Why the foundation and neutrality matter
As agents start taking on real responsibility in companies and products, fragmentation will be costly. Without common conventions and neutral governance, we risk incompatible silos that limit portability, security and progress.
The AAIF aims to avoid that: create a space where interoperability standards for agents evolve openly, with contributions from tools, companies and individual developers.
What this changes for developers and companies
For developers: a portable, simple format (AGENTS.md) that makes it easier to build agents that behave well across projects.
For companies: greater predictability and the ability to audit how agents act inside critical workflows.
For the open source community: a process to evolve the format with many voices, not under exclusive control of one company.

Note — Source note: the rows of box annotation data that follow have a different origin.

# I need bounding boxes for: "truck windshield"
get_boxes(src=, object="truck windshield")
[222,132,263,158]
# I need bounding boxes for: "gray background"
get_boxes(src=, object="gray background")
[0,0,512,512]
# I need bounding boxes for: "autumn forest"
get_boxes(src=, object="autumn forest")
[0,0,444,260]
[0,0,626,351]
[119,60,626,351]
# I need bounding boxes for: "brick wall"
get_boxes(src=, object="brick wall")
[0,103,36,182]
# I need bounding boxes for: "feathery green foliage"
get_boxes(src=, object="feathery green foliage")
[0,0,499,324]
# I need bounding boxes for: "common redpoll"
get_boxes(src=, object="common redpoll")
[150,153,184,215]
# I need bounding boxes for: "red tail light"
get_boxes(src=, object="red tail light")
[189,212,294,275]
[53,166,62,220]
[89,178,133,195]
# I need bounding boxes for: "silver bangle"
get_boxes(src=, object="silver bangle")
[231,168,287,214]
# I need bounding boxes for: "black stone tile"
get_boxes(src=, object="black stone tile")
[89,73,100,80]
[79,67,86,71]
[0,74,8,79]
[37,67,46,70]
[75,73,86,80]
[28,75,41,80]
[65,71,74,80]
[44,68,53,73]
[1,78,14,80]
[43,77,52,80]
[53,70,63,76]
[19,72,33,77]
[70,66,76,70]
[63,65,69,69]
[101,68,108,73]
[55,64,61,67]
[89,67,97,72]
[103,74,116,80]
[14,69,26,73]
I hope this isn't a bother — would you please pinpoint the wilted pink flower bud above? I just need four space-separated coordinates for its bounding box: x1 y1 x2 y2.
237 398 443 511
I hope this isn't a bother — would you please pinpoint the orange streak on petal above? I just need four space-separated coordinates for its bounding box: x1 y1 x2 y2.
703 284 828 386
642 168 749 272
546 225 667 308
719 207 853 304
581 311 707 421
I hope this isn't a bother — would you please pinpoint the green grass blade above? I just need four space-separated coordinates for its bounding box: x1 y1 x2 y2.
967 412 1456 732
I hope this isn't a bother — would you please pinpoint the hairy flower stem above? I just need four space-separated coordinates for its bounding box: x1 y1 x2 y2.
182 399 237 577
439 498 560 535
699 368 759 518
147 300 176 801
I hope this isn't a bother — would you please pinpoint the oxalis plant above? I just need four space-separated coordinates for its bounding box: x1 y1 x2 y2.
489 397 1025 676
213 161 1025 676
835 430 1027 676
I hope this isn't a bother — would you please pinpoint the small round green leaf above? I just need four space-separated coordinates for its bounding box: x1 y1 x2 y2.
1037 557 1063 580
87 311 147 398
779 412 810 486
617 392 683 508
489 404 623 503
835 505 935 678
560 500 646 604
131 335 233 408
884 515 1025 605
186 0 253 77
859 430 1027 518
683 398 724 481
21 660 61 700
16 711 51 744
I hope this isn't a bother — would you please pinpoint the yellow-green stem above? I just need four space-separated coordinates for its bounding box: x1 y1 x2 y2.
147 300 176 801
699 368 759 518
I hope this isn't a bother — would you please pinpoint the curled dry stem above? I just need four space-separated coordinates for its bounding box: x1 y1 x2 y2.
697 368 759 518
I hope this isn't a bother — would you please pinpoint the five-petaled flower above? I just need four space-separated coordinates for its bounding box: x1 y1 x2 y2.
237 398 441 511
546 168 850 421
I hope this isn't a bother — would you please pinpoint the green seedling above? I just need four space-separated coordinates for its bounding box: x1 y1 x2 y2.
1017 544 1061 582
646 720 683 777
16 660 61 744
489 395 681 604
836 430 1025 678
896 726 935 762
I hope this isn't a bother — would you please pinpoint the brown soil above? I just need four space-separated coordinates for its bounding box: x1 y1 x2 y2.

There are legitimate questions: how will changes to the standard be managed? what security and privacy mechanisms will the foundation have? The answer lies in the Linux Foundation's governance and the open invitation to contribute.
What you can do now
If you're a developer, maintainer or researcher, follow the evolution of AGENTS.md and consider adding it to your repositories to improve interoperability with assistants and agents. If you work at a company, it's a good time to evaluate how agents could be integrated securely and reproducibly into your processes.
The arrival of the AAIF isn't the end of the road, but it marks an important point: the ecosystem is betting on open standards so agents can scale without losing compatibility or community control.